The Letter or the Spirit
We've talked about a number of ways you could, were you so inclined, disrupt the computer systems or network at PSU, or disrupt systems external to PSU. The intention has been to give examples of proscribed activity, not to itemize every possible violation. In fact, PSU's official policy statement (which this is not) is intentionally general for the simple reason that it is impossible to define in minute detail every possible way that a person might be in breach of computer propriety. We are more concerned here with the spirit than with the letter of the law. We hope that you'll abide by the spirit, which by now should be abundantly clear. If you instead prefer to split hairs, argue technicalities, and push the envelope of acceptable behavior, you are probably on a collision course with trouble.
Speaking of the Law
PSU's policies aside, there is a great deal of flux these days with regard to the legal definitions and consequences of computer crime. You may be surprised to learn that many of the activities we have discussed here could place you in serious confrontation with the law. In general, lawmakers are clamping down on computer crime, and Kansas is no exception. Gone are the days of the free spirit hacker who treats the net as his personal playground. Nowadays too many people depend on their computer systems, and the law increasingly recognizes this.
What We'll Do
As was mentioned at the outset, we at OIS take this stuff seriously. We intend to monitor our systems and catch the bad guys. That's our job. Not because we like it. In fact, we'd rather spend our time putting up new web servers and offering new services, and responding more rapidly to all the commitments we already have. Given that computer criminals waste lots of our time and lots of our clientele's time, we're rather inclined to take the severest possible measures that seem warranted. Would we turn over a violator to the authorities for prosecution? In a heartbeat. Are we busy collecting evidence? You bet we are.
You should also be aware that there is a time honored tradition of cooperation among system administrators with respect to mutual security. We are occasionally contacted by administrators from across the Internet when probes or attacks originate from one of PSU's systems. It is our normal practice to supply any pertinent information from our logs to assist other sites with building a legal case against violators of their systems.

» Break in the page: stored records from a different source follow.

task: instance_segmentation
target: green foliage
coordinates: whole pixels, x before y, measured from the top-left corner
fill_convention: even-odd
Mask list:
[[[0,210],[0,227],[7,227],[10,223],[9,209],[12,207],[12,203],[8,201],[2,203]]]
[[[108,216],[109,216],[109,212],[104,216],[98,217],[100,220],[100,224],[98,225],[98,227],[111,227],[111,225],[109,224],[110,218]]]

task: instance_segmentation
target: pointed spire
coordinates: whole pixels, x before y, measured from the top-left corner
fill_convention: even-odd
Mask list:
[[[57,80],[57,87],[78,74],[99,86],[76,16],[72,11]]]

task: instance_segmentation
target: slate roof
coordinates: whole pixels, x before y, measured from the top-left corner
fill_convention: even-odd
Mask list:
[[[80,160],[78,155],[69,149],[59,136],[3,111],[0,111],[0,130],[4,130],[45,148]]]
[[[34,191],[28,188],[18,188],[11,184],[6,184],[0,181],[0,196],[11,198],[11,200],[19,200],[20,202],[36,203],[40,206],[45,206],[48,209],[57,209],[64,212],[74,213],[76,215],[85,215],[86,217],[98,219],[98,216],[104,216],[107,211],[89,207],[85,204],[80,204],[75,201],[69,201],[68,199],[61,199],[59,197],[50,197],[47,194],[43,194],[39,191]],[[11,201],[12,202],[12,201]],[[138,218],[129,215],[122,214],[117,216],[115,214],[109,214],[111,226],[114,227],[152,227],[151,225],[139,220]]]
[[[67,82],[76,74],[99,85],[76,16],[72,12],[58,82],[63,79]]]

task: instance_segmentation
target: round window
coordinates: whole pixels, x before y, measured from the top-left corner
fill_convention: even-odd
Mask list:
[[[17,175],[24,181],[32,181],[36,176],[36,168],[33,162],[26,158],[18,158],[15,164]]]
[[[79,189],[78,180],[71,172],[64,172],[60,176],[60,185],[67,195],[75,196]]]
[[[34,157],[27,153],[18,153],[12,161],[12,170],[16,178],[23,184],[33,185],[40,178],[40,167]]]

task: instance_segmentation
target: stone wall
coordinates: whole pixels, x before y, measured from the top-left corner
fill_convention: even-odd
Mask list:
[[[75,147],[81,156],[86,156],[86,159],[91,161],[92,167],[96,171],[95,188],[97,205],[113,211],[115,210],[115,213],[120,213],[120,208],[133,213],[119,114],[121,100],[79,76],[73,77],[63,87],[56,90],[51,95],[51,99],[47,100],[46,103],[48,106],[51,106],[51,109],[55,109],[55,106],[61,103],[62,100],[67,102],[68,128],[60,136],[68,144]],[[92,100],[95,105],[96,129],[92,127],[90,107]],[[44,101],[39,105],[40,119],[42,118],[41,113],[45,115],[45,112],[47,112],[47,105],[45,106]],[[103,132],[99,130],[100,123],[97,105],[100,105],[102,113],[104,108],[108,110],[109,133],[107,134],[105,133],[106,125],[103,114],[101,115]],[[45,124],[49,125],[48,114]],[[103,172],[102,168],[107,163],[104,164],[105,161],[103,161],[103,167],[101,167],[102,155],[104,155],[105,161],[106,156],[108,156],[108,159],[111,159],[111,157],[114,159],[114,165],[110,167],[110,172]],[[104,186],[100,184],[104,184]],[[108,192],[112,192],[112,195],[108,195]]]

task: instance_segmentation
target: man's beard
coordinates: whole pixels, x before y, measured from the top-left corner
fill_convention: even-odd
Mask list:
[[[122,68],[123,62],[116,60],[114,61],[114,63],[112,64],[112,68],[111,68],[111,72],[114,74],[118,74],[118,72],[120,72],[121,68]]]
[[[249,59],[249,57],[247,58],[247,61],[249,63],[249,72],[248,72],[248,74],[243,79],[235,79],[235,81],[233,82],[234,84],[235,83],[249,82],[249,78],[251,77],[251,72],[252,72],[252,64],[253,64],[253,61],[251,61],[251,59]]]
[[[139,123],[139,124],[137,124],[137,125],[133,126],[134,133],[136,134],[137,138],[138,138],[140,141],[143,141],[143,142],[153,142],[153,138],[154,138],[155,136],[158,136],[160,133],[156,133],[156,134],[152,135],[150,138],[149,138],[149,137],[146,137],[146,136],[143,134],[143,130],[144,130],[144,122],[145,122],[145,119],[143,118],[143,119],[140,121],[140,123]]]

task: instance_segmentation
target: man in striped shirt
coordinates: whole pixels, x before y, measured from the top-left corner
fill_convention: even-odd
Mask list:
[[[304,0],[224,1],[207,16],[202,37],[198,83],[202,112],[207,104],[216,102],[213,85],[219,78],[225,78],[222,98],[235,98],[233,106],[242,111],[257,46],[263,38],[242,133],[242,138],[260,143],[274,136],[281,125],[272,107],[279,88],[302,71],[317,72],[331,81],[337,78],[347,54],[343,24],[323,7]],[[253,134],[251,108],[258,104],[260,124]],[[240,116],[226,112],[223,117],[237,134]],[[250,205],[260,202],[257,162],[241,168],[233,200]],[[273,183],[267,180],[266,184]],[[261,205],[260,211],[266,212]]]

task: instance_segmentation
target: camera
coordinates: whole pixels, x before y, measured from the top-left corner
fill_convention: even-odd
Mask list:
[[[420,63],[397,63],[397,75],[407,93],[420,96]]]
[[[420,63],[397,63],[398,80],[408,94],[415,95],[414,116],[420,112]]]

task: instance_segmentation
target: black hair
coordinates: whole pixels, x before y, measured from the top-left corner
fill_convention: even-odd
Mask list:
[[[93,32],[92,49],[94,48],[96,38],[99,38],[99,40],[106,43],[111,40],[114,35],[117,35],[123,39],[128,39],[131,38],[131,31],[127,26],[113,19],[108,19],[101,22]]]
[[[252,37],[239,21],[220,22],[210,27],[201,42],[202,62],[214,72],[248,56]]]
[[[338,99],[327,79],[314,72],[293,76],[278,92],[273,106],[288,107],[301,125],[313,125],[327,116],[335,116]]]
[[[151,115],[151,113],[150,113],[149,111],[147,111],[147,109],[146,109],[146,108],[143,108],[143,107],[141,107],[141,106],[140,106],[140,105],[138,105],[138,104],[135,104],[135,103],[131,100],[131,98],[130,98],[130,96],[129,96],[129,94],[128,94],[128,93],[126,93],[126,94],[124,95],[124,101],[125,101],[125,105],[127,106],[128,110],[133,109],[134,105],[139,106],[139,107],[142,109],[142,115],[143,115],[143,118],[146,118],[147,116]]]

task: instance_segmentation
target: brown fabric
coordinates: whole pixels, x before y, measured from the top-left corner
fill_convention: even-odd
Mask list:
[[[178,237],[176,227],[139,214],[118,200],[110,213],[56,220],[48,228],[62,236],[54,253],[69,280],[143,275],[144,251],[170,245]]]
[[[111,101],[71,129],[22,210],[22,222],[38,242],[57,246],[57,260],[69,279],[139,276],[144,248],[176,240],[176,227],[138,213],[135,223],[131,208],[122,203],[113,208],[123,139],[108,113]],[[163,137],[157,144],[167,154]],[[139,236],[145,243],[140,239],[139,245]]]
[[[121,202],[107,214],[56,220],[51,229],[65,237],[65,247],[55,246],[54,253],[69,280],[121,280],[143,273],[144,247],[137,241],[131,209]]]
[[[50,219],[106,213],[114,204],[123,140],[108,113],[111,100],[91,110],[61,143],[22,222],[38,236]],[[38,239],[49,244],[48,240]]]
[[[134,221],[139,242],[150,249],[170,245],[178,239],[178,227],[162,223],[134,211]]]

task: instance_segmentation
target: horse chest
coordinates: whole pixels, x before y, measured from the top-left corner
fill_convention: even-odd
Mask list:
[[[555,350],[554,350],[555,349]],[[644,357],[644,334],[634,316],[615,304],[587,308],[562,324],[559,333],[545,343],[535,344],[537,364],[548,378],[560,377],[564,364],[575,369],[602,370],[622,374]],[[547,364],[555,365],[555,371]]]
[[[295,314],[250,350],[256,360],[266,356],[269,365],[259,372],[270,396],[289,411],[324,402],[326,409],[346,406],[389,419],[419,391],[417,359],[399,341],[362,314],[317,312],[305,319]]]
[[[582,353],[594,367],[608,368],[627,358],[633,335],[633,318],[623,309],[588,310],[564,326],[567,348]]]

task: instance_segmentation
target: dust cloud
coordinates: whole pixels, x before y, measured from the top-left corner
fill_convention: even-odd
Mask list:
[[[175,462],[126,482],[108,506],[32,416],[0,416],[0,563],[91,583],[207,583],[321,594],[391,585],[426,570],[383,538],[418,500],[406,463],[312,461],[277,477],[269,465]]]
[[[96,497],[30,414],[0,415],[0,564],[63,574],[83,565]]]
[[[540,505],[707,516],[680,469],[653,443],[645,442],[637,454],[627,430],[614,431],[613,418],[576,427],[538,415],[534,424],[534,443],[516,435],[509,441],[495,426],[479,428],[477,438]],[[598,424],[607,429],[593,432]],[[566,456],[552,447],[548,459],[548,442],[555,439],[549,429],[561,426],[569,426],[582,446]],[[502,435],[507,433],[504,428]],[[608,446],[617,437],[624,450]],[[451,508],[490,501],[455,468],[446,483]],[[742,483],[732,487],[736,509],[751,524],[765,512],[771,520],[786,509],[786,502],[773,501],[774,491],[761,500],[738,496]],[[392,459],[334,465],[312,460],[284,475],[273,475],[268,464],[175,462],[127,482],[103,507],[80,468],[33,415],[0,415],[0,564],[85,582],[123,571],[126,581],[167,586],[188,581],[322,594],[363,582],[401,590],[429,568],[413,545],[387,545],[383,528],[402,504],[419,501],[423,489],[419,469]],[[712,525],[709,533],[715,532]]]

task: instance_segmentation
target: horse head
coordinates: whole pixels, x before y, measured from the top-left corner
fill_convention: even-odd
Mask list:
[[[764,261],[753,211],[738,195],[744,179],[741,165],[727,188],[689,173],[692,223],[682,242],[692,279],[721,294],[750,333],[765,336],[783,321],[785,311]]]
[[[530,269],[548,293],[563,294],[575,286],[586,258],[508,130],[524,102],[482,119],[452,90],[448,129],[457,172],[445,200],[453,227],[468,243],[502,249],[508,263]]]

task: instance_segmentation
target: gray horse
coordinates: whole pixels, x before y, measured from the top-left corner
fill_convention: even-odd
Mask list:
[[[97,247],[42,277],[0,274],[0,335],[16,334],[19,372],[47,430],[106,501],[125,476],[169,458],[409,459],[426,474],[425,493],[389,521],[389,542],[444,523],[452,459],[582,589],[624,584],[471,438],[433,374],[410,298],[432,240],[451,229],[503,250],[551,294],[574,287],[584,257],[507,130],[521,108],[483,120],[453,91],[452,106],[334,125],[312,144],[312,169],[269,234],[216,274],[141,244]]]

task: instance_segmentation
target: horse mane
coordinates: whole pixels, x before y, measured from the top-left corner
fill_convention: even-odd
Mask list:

Legal penalties aside, any person who violates PSU's computer polices runs the risk of having all his use privileges revoked. And, when conditions warrant, there are additional university judicial procedures available, with the most severe result being expulsion from the university.
A Full Accounting
You think we're overreacting? The criminal break-in of PSU's main academic and mail system in February 1997 resulted in:
- three days of down time and consequent lost productivity
- the loss of a significant amount of email, some of it pertaining to official university business, and all of it important
- scores of hours of staff time spent repairing the damage and securing the system
- the issuance of new passwords for our many thousands of user accounts (each one of those persons must come to our service window to pick up his new password before he or she can use the system)
- a total cost to the university estimated in the thousands of dollars
Clearly, computer crime is a serious issue. We must - and we will - treat it accordingly.